Avant, il y avait l’action et la réaction, et je me préoccupais surtout du « comment. » Un jour, j’ai demandé « pourquoi l’action ? » et le jour suivant, j’ai eu mal car l’explication du pourquoi m’était interdite. Le jour d’après, j’ai réfléchi, et le jour suivant j’ai imaginé un pourquoi en accord avec mes observations et les interdits qui les bloquent. Ensuite, je me suis rendu compte que cette explication mienne était inutile. J’ai compris que généralement, plus on essaie de comprendre pourquoi les humains font ce qu’ils font, plus on comprend qu’ils ne font rien de plus qu’obéir à des instincts faciles à modéliser. Et plus on comprend, plus les exceptions deviennent difficiles à trouver.

C’est grâce à cela que je commence à « voir » l’art de l’architecture, de la peinture, de la sculpture, de l’écriture. Hélas, il se trouve que je suis aussi un informaticien connecté, qui sait puiser à la source les actualités. Et ce que je vois du monde actuel et ce que je pressens qu’il va devenir est bien morne à côté de tout ce que j’aimerais découvrir. Morne, non pas absolument ou relativement à une beauté utopique, mais par apparence quelconque opposée au même apparent quelconque d’antan, d’antan oui mais d’antan connu et reconnu.

En somme, c’est de la nostalgie appliquée : « c’était mieux avant » parce qu’à chaque moment qui passe ce que je connais disparaît et fait place à l’inconnu. Et plus j’essaie de connaître, plus l’étendue de l’inconnue qui m’attend s’agrandit et me fait peur. Ah, ce serait tellement plus facile si j’étais totalement ignorant ! Je pourrais prétendre tout savoir et mouler l’inconnu de l’avenir dans ma connaissance du passé.
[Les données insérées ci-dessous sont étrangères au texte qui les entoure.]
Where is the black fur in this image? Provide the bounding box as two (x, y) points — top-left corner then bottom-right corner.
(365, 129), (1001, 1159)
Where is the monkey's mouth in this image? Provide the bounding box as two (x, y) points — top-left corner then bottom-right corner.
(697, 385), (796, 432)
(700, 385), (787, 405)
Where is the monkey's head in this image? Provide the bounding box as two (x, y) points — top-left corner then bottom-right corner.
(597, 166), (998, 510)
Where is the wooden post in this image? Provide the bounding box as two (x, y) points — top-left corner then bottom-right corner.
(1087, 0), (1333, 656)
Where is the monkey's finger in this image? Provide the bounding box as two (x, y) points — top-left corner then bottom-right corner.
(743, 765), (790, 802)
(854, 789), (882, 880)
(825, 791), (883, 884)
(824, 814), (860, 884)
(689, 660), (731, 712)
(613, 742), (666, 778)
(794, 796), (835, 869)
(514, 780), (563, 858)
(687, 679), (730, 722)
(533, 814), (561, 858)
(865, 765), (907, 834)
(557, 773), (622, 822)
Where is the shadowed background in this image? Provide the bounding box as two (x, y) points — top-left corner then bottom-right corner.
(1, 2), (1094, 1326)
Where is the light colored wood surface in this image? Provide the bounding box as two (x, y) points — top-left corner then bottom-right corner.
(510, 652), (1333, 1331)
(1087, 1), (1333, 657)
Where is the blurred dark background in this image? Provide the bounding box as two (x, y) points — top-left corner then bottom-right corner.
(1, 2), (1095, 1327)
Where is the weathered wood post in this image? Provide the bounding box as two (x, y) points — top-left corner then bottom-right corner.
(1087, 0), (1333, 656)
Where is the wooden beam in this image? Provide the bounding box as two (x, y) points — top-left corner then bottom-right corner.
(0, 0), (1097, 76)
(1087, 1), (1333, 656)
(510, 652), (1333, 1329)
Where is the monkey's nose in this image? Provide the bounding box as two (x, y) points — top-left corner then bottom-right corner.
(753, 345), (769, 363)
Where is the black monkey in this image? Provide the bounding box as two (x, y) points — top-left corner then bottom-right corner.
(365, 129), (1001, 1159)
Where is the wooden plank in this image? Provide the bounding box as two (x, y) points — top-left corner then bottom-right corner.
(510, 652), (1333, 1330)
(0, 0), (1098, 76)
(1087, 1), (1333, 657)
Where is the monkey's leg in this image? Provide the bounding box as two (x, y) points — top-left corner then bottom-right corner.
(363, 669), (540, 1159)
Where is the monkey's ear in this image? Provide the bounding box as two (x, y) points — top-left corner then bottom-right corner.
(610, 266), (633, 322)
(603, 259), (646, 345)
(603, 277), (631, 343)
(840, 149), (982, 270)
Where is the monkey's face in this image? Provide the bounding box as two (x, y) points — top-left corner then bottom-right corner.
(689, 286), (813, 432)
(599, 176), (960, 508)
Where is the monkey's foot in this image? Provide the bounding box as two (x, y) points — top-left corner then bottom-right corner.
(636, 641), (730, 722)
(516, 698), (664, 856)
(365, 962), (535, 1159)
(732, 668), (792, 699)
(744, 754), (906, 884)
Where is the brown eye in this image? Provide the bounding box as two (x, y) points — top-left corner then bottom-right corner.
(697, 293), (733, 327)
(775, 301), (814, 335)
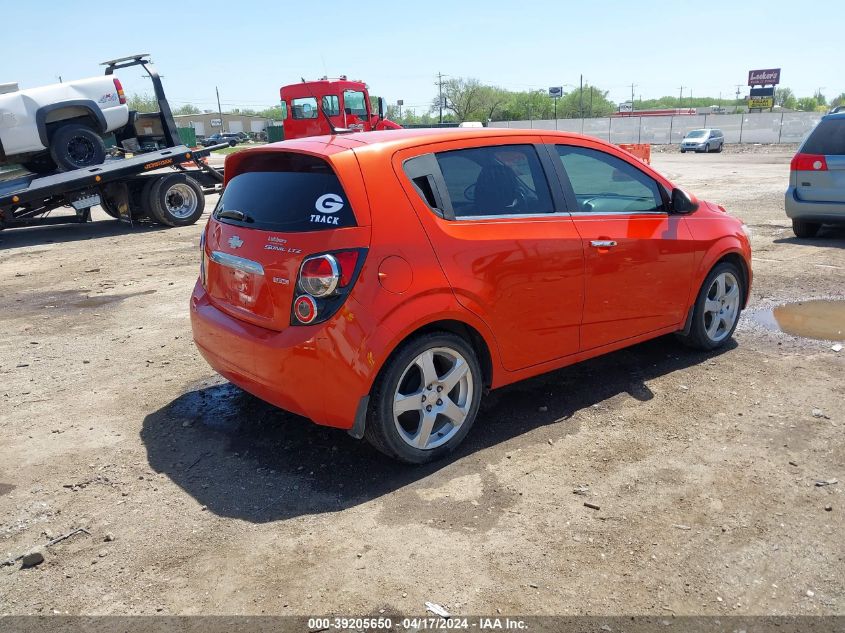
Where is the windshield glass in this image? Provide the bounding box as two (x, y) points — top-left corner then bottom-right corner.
(685, 130), (707, 139)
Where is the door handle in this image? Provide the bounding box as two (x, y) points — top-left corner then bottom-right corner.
(590, 240), (617, 248)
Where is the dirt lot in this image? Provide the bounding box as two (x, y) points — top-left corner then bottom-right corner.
(1, 147), (843, 617)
Mais je n’y arriverais pas, même si je suis ignorant : il m’est proprement impossible de proférer sincèrement la banale sentence « les erreurs du passé sont là pour nous montrer ce qu’il ne faut pas faire de notre avenir, » puisqu’à chaque moment qui passe je remets en cause les expériences du passé en invoquant la nécessité de les reproduire dans un contexte actuel, puisque les contextes changent et les interprétations changent aussi.

Mon crâne me fait souffrir, comme hier. C’est très douloureux.

Ce soir, je suis allé au cinéma, pour tenter de me changer les idées. C’est totalement raté. Je suis allé voir Nèg Maron, qui m’a fait remonter d’un coup dans ma conscience mes souvenirs d’Afrique, ce que j’ai appris du processus colonial et de l’esclavage, les conflits & considérations intérieures des communautés minoritaires où j’ai vécu, et le poids émotionnel des relations familiales.